Dass Dash Snow überhaupt zu einem gefeierten Underground-Künstler wurde ist angesichts seiner Biografie nicht selbstverständlich: Seine Eltern gehören der wohlhabenden de Menil-Dynastie an; aus Frankreich emigrierte Aristokraten, die es mit dem Handel von Textilien und Öl zu beachtlichem Wohlstand gebracht haben. Sein Großvater ist Robert Thurman, berühmter Vertreter des tibetischen Buddhismus, Freund des Dalai Lamas und Vater der gleichnamigen Hollywood-Schauspielerin Uma. Beste Voraussetzungen also für eine große Karriere. Der junge Dashiell aber kann sich nur schwer in die Familie einfügen, wird bereits mit 13 Jahren in einer Privatschule für Kinder mit Verhaltensauffälligkeiten unterrichtet – sein langjähriger Freund Ryan McGinley erklärte in einem Nachruf des „Vice“-Magazins, er habe nie zuvor einen Menschen mit stärker ausgeprägtem Aufmerksamkeitsdefizitsyndrom kennengelernt.

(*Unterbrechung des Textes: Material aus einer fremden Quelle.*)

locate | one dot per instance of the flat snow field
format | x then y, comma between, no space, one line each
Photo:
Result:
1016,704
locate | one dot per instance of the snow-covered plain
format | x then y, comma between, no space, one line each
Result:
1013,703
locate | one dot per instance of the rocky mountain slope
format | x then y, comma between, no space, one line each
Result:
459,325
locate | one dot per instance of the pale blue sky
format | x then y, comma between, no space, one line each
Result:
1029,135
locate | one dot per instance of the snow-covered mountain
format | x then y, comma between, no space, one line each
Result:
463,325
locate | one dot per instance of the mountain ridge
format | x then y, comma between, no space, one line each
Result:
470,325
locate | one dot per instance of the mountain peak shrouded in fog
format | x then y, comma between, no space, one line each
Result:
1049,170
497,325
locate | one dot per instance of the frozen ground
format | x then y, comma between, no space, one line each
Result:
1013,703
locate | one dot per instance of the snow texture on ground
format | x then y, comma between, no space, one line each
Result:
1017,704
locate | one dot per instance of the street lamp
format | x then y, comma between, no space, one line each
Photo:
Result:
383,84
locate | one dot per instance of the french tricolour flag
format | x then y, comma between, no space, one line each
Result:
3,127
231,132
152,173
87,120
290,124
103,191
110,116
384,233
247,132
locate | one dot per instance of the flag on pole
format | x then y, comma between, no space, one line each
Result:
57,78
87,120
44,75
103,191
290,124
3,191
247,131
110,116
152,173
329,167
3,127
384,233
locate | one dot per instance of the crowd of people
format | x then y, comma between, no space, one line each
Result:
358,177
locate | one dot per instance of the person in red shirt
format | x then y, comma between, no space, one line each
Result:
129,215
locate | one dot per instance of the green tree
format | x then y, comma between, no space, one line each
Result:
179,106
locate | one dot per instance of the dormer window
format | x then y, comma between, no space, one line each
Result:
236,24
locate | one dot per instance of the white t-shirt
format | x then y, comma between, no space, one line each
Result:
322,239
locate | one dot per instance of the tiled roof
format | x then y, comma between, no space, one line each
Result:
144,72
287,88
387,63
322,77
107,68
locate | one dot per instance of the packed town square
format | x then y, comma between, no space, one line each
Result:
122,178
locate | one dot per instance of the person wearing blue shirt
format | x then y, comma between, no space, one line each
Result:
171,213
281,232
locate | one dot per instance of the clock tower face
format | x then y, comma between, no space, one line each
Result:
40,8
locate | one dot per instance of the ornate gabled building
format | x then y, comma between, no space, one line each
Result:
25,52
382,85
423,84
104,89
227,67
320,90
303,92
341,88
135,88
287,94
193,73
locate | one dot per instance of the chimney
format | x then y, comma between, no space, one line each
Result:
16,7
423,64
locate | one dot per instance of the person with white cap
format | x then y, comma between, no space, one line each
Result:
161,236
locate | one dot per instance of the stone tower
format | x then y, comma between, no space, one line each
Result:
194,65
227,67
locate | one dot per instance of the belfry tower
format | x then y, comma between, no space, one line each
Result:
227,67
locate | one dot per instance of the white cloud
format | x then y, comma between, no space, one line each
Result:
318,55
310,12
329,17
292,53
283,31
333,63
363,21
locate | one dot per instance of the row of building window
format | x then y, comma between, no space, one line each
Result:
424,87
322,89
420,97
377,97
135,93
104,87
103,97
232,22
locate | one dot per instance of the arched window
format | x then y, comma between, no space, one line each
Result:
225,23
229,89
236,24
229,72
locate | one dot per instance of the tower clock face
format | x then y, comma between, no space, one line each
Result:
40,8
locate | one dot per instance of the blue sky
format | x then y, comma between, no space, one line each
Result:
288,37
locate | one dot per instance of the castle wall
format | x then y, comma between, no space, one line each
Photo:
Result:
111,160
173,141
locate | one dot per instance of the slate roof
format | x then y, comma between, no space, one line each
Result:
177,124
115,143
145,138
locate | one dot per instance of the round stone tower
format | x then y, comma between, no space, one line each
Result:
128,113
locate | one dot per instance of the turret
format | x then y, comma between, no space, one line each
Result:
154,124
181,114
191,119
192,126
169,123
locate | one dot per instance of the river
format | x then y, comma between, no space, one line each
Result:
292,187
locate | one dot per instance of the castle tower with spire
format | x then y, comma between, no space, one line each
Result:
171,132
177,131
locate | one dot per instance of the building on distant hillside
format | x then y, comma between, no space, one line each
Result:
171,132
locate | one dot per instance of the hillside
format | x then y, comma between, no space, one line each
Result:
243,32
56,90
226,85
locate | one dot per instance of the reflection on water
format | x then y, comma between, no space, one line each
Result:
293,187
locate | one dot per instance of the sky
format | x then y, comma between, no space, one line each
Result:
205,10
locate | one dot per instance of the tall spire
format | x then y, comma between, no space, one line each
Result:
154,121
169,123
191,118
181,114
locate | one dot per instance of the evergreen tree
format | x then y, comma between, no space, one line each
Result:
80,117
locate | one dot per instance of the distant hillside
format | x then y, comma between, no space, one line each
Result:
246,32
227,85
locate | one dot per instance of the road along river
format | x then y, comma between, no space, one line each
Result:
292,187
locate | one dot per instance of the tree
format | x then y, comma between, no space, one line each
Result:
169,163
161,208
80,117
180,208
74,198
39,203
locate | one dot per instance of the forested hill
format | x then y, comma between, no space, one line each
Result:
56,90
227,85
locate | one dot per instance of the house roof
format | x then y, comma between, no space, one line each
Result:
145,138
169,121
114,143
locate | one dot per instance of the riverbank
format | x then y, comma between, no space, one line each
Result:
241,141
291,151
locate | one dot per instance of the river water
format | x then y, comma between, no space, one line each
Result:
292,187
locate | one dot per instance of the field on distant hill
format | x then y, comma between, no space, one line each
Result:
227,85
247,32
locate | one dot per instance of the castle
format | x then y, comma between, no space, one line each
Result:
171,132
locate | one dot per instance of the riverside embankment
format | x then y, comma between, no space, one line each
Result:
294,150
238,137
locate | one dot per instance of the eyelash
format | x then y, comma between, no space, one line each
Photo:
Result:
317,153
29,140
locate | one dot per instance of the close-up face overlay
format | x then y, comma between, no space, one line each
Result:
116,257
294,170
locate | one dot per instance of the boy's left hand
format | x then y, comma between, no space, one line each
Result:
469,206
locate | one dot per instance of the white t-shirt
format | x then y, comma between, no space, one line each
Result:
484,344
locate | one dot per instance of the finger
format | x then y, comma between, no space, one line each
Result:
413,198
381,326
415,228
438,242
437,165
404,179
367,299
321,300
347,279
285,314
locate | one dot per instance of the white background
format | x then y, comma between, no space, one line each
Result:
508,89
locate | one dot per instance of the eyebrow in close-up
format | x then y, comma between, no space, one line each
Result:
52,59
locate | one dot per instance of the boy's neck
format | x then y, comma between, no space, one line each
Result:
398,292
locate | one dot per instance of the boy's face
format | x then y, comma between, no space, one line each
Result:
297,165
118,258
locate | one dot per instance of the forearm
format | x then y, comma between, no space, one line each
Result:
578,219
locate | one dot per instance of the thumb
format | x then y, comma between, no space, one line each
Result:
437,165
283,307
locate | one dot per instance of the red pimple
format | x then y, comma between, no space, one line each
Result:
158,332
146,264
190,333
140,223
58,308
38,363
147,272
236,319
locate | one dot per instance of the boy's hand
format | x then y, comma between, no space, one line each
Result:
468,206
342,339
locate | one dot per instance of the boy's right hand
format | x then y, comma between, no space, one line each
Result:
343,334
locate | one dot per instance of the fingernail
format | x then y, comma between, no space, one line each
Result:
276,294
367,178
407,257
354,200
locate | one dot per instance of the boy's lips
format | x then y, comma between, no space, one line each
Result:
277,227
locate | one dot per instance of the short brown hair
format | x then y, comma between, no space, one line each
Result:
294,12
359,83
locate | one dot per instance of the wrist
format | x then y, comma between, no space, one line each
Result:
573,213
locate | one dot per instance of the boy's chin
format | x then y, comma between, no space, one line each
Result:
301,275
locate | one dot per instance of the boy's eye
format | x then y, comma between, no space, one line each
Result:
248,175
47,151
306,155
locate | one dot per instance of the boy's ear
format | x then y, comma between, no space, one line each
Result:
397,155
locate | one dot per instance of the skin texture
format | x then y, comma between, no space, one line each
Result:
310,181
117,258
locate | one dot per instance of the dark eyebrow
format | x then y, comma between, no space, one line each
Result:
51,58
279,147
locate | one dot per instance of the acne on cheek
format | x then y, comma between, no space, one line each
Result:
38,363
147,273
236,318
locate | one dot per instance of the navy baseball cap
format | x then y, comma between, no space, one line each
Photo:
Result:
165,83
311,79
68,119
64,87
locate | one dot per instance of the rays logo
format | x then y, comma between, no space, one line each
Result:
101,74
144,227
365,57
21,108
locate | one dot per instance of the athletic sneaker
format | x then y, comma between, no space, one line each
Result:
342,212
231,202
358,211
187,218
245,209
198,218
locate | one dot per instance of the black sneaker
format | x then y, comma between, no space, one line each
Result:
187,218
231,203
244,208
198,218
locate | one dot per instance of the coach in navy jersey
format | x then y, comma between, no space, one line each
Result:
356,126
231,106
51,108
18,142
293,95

Irgendwann zieht es Dash ins sündige New York, wo er mit 18 die Künstlerin Agathe Snow heiratet und ihren Namen annimmt. Hier lernt er Gleichgesinnte kennen, feiert und sprayt Graffitis, hält sein ausschweifendes Leben auf Polaroids fest, lässt sich schließlich davon überzeugen, die Fotos auszustellen, zu verkaufen – und löst binnen weniger Jahre einen solchen Hype aus, dass selbst das „Wall Street Journal“ eine ausdrückliche Anlageempfehlung für Dash Snow-Werke ausgibt. Was ihm wiederum in späteren Jahren, gänzlich entgegen der Idee seines eingeschlagenen Lebensweges, einen beachtlichen, auch finanziellen, Erfolg beschert. Neben Polaroids fertigte Dash Snow Collagen und Installationen, ähnlich roh und direkt: Schnipsel aus der Boulevardzeitung werden mit Sperma überdeckt, Galeriewände mit Urin und Wein bearbeitet. Sein Leben, das er in zahllosen Polaroids dokumentiert und an Orten wie der Royal Academy oder der Saatchi Gallery präsentiert hat, endet früh. Im Sommer 2009, nur wenige Tage vor seinem 28. Geburtstag, stirbt Dash Snow im noblen Lafayette House – vermutlich an einer Überdosis Heroin.